No Pookey, its not about either of us, its about data loss, and how not to be in that situation.

I haven't 'gone on' about being skint; but like most folk, I have to operate within a limited budget, a budget in which £300 is not an insignificant triffle I can afford to spend on a whim. £5 for a pack of discs? Yeah... that I can handle from time to time.

OP? No we dont know how much money he might have, but baulking at spending aprox £250 on disc recovery? Probably in a similar situation where that kind of cash is not exactly 'pocket change'.

How did we get to where we are at? OP had NO back-up what so ever...

So you rename the file... it's just prompted you.. you can't ignore it as you have to do one or the other. If you press either Y, or N, then you're an idiot. It's just told you you already have a file of that name, and it will either overwrite or ignore... isn't it obvious enough?

Pookey... {shrug} .... you presume a level of common sense that is just, FAR above what is actualy 'common'...

PEOPLE DO THIS SH..... STUFF!

You keep suggesting people that do 'Daft' things with computers are 'idiots' or fools.... YET, this thread started with JUST that level of non Computer Savvy bit of 'Numptyness'!

THAT is what it is about....

Mike.. you may not have had a disc problem yet... but it's coming. I'm still assuming you have no other back up once you archive them to DVD... you never did answer that... if so... there's a whole world of hurt heading your way.

Not what I do for data-protection, or you, or who's better at it, or got the better equipment for the job.... irrelevent.

There are folk out there doing bog all.... following the instructions on screen, not thinking about it... NOW wondering if they should.....

And you are suggesting practices and precautions at a level FAR beyond the numptyness of the OP, and the typical chap in the street who has £500 worth of camera equipment and thinks that that is pretty 'special' compared to the typical consumer compact or camera-phone, and suggesting that to protect the pictures it makes.... they need spend as much again on hardware and protection software!

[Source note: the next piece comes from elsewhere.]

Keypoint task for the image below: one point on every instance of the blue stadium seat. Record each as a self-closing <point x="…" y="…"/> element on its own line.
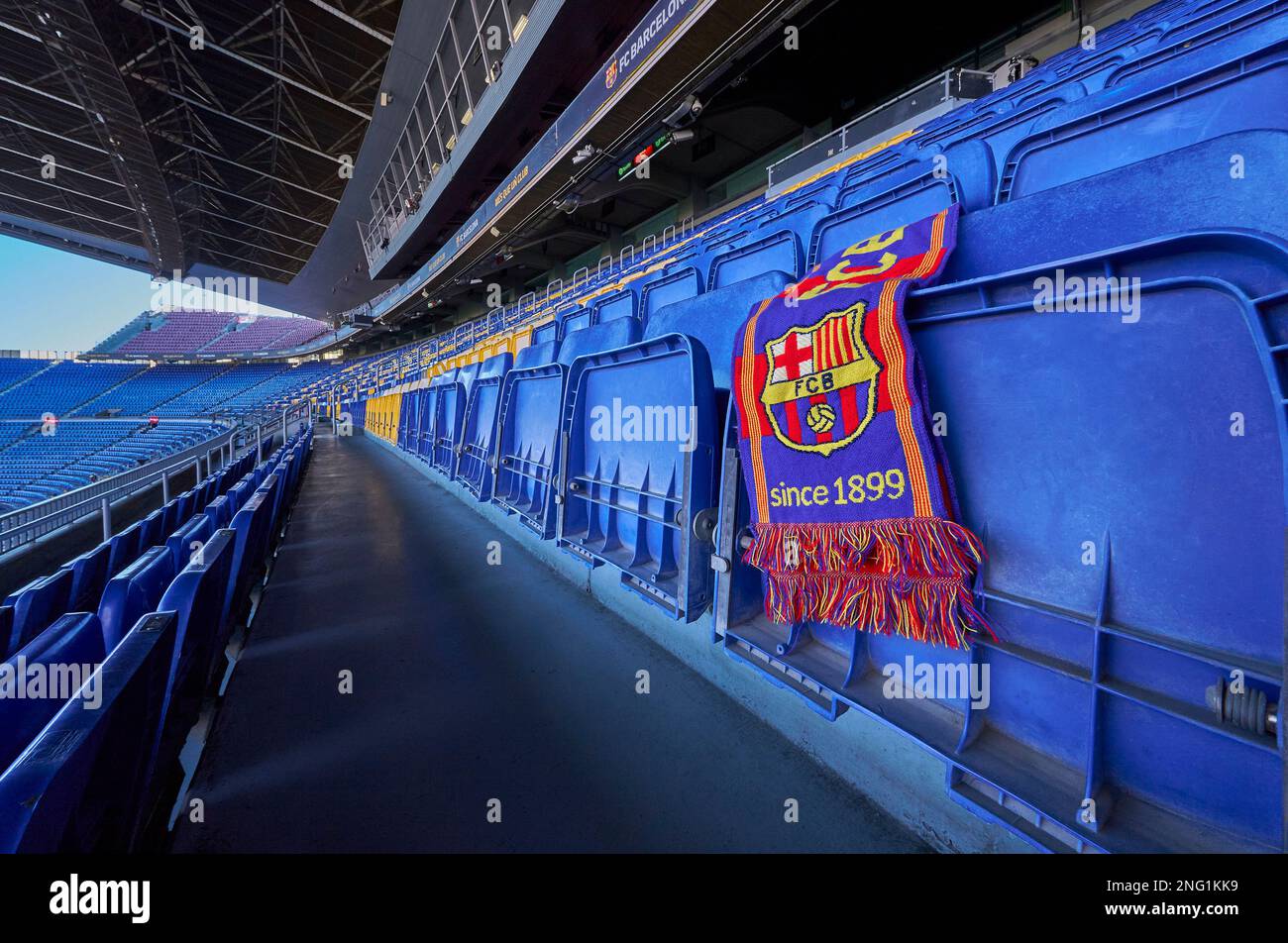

Fitness for purpose... and CD/DVD... its cheap; its convenient; its probably within the sphere of comprehension of the average 'consumer', following the instructions in the burner wizard; & as a primary precaution, it can SERVE THAT PURPOSE... may not be the 'best' or the longest lasting.... but its a chuck site better than nothing, with a fair chunk of advantages over a single external HDD, as far as overall risk management goes. For the 'average' numpty... only 'just' giving it any thought at all!